A Comissão de Defesa do Consumidor da Câmara dos Deputados aprovou projeto que regulamenta a emissão de cartão de crédito adicional virtual exclusivo para transações comerciais na internet.

Parte das medidas aprovadas já é adotada pelo sistema bancário, mas ainda não está prevista em lei. As principais são:

  • as instituições financeiras ficam obrigadas a emitir os cartões temporários, com numeração e código de verificação variáveis, mediante solicitação do titular;
  • o período de validade do cartão de crédito ficará a critério do consumidor;
  • os gastos com o cartão serão vinculados à fatura principal do cartão.

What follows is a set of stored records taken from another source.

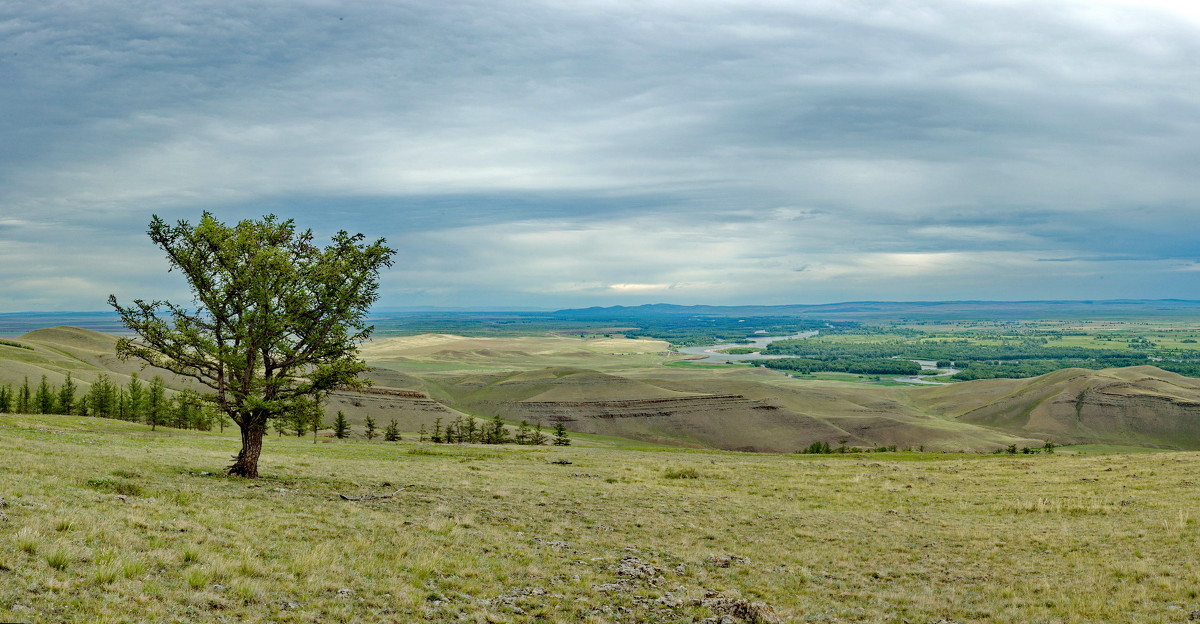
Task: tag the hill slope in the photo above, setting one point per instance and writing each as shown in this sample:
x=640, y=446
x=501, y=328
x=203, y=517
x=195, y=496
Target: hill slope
x=725, y=414
x=1140, y=405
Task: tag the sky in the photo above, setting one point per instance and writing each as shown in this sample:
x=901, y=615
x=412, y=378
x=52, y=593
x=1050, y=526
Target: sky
x=577, y=153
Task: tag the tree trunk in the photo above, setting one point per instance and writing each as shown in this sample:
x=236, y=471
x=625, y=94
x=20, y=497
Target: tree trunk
x=246, y=462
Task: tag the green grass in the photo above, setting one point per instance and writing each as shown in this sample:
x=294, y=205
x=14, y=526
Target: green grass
x=501, y=534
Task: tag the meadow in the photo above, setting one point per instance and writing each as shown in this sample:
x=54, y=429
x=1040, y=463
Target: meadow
x=107, y=521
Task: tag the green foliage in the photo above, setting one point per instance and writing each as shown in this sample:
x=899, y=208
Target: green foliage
x=817, y=448
x=341, y=426
x=67, y=396
x=45, y=399
x=496, y=432
x=117, y=486
x=275, y=321
x=844, y=365
x=391, y=433
x=24, y=399
x=103, y=397
x=136, y=401
x=538, y=437
x=156, y=402
x=681, y=473
x=561, y=438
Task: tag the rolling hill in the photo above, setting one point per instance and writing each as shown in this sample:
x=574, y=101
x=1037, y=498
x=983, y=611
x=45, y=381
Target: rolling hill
x=1138, y=406
x=733, y=408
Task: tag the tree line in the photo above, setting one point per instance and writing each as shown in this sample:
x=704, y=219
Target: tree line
x=136, y=401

Além disso, a proposta inclui alterações no Código Penal para aumentar as penas para fraudes cometidas por meio eletrônico, como clonagem de cartão e uso de programas maliciosos. A pena será de 3 a 6 anos, aumentada de um terço se o crime for praticado com o uso de servidor mantido fora do Brasil.

Mudanças
O relator, deputado Celso Russomanno (Republicanos-SP), apresentou um texto substitutivo ao Projeto de Lei 107/20, de autoria do deputado Otoni de Paula (MDB-RJ), aproveitando emendas apresentadas na comissão, além de um projeto apensado (PL 1582/23).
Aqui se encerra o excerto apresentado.